Phase Estimation with Compressed Controlled Time Evolution
Erenay Karacan
TL;DR
This work tackles the bottleneck of encoding controlled time evolution for translationally invariant, local Hamiltonians in quantum simulation. It introduces Translationally Invariant Compressed Control (TICC), a compression framework that leverages a Pauli-string insertion-based equivalence and a two-term additive cost to approximate controlled evolution with near-optimal circuit depth $O(t polylog(t N/ε))$ while reducing the control overhead to an additive factor. The authors provide detailed 1D and 2D benchmark results on spin models (e.g., TFIM and Heisenberg on square and triangular lattices), showing sub-percent ground-state energy errors and substantial gate-count reductions for Iterative Quantum Phase Estimation on noisy hardware emulators. This work suggests a practical pathway to run QPE and related algorithms on near-term devices and informs hardware-aware circuit design for scalable quantum simulation.
Abstract
Many optimally scaling quantum simulation algorithms employ controlled time evolution of the Hamiltonian, which is typically the major bottleneck for their efficient implementation.
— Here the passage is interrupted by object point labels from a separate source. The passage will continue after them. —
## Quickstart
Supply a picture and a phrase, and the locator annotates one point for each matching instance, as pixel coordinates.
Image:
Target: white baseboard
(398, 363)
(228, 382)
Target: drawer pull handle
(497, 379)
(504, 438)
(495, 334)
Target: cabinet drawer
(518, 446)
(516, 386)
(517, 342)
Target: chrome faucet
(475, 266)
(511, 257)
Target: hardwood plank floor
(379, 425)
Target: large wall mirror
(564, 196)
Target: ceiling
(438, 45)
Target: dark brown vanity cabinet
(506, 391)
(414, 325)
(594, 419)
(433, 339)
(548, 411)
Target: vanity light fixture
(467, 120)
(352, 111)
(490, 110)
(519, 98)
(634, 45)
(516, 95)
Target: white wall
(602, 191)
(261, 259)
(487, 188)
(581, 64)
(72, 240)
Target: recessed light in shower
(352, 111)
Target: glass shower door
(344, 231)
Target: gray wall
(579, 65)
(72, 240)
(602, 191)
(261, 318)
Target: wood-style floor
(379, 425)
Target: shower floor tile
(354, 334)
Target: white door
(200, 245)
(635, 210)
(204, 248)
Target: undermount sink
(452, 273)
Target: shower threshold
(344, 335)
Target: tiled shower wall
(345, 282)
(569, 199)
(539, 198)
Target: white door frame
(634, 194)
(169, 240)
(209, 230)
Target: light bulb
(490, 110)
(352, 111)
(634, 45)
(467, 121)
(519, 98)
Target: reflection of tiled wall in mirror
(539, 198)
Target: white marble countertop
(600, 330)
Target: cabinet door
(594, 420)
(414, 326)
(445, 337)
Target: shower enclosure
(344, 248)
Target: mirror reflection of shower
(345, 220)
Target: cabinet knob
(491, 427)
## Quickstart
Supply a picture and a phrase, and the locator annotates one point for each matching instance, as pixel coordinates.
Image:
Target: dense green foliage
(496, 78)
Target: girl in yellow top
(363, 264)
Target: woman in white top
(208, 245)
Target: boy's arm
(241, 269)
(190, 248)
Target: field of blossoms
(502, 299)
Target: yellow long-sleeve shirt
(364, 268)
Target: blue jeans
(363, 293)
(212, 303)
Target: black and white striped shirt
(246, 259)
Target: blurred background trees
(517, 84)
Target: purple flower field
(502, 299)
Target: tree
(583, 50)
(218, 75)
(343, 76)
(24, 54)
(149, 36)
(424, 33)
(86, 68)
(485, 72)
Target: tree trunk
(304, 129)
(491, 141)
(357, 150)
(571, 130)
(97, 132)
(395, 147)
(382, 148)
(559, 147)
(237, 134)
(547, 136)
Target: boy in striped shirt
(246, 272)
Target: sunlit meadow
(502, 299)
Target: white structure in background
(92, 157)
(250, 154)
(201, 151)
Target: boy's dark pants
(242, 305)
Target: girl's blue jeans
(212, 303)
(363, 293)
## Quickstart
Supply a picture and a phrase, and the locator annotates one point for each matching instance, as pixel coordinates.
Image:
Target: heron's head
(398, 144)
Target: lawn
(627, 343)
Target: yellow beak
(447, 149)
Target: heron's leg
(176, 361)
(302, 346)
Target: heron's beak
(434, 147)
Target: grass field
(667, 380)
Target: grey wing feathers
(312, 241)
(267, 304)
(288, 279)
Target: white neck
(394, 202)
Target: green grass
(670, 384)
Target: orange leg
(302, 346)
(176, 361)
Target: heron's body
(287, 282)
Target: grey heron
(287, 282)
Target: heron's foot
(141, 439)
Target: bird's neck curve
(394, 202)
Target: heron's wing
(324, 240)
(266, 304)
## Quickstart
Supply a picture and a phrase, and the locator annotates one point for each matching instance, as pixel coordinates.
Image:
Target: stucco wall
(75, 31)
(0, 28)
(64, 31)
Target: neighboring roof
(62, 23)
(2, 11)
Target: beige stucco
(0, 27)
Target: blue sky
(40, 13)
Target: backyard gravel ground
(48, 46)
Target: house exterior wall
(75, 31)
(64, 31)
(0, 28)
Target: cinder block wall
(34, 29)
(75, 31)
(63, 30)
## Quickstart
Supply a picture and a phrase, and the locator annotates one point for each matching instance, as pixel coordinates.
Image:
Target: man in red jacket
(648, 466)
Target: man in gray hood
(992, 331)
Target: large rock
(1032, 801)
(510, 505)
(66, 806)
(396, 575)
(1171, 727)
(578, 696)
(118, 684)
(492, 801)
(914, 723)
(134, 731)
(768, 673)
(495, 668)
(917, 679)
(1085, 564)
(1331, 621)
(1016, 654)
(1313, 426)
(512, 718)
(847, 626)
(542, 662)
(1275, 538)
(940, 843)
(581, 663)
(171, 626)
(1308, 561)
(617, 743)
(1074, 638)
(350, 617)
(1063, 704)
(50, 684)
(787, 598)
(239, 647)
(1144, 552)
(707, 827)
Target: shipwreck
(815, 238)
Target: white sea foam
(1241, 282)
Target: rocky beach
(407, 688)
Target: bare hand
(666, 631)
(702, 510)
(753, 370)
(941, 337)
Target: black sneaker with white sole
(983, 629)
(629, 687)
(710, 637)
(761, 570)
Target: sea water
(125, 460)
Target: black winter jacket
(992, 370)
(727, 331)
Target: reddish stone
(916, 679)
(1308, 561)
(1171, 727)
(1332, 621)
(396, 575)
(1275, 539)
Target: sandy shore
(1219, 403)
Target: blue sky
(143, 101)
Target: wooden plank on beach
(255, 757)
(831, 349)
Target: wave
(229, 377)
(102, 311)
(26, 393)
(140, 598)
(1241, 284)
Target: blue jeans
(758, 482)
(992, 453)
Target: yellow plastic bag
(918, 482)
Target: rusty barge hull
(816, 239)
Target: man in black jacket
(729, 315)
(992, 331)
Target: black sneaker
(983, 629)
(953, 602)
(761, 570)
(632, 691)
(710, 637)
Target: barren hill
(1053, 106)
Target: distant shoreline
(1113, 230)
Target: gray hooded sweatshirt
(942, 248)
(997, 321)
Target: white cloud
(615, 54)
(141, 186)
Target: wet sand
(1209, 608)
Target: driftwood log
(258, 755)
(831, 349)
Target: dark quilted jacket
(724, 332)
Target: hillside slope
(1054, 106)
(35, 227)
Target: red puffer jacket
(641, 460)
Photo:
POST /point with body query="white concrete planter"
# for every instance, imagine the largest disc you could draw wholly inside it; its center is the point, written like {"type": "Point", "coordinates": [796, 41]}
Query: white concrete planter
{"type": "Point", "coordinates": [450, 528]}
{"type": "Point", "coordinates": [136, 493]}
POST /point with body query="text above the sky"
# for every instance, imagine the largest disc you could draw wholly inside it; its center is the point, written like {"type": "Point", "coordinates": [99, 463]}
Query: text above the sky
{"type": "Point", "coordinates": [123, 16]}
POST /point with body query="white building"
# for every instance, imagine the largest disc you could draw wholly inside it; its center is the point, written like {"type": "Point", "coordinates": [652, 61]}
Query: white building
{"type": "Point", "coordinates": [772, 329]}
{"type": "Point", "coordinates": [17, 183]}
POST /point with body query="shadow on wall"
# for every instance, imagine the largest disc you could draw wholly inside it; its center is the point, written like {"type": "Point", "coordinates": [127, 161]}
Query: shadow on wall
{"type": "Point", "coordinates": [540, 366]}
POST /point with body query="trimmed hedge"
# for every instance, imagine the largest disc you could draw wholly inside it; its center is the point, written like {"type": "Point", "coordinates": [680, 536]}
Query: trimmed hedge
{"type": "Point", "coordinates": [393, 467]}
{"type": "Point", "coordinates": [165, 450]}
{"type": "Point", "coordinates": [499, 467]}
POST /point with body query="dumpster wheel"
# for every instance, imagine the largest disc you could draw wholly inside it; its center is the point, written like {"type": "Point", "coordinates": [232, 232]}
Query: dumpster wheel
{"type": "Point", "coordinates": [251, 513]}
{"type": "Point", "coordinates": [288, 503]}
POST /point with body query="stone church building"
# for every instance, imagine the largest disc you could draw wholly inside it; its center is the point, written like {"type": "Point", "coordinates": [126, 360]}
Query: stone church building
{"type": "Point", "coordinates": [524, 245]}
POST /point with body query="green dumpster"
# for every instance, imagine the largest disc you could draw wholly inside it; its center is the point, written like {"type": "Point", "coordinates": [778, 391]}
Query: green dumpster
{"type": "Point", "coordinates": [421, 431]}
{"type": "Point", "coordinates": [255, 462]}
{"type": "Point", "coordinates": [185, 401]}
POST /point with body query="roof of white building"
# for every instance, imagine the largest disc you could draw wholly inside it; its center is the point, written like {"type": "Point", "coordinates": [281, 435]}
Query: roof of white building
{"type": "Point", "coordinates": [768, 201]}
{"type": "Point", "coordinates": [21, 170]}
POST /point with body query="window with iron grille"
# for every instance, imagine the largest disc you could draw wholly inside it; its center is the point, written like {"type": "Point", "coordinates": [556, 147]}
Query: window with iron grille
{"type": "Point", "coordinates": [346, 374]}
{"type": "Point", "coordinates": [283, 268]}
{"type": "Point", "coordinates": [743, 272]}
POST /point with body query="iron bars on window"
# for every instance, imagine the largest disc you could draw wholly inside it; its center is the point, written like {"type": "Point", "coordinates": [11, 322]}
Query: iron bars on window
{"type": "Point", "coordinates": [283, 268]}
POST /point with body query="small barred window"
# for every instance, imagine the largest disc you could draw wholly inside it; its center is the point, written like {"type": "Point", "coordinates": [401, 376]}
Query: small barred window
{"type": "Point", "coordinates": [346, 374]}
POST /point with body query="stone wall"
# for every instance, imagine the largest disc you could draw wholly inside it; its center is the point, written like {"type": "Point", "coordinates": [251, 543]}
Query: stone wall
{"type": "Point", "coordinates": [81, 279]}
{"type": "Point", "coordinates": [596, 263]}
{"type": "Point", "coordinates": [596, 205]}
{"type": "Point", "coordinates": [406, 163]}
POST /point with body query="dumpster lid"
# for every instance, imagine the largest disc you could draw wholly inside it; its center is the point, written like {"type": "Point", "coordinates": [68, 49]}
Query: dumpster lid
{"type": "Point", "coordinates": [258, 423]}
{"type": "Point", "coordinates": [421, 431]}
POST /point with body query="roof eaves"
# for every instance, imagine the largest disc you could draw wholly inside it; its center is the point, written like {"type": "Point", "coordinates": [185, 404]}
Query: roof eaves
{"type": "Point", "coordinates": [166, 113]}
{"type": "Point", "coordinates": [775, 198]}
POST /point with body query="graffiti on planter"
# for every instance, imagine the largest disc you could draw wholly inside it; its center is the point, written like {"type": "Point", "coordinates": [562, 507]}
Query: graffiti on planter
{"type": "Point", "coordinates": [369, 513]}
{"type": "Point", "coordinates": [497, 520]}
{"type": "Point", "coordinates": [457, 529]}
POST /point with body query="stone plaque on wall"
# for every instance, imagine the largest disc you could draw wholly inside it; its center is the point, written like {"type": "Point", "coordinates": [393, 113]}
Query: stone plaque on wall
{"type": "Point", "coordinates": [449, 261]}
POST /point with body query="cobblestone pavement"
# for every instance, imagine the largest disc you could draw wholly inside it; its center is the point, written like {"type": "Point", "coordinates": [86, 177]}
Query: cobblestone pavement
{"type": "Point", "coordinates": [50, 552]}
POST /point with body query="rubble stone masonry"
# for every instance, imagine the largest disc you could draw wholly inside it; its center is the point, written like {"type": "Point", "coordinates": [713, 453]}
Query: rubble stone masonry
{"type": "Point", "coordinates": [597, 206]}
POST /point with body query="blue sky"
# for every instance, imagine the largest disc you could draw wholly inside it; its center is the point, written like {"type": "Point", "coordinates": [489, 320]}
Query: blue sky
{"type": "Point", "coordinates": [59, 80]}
This work establishes a compression protocol for encoding the controlled time evolution operator of translationally invariant, local Hamiltonians into a quantum circuit. It achieves a near-optimal scaling in circuit depth $\mathcal{O}(t \text{ polylog}(t N/ε))$, while reducing the control overhead from a multiplicative to an additive factor. We report that this compression protocol enables the implementation of Iterative Quantum Phase Estimation with as few as 414 CNOT gates for a frustrated quantum spin system on a 6x6 triangular lattice and delivers ground state energy errors below 1% (with $\pm$ 1.5% variation, calculated with a hardware noise aware pipeline) on a 4x4 triangular lattice using the noisy emulator of the Quantinuum H2 trapped ion device.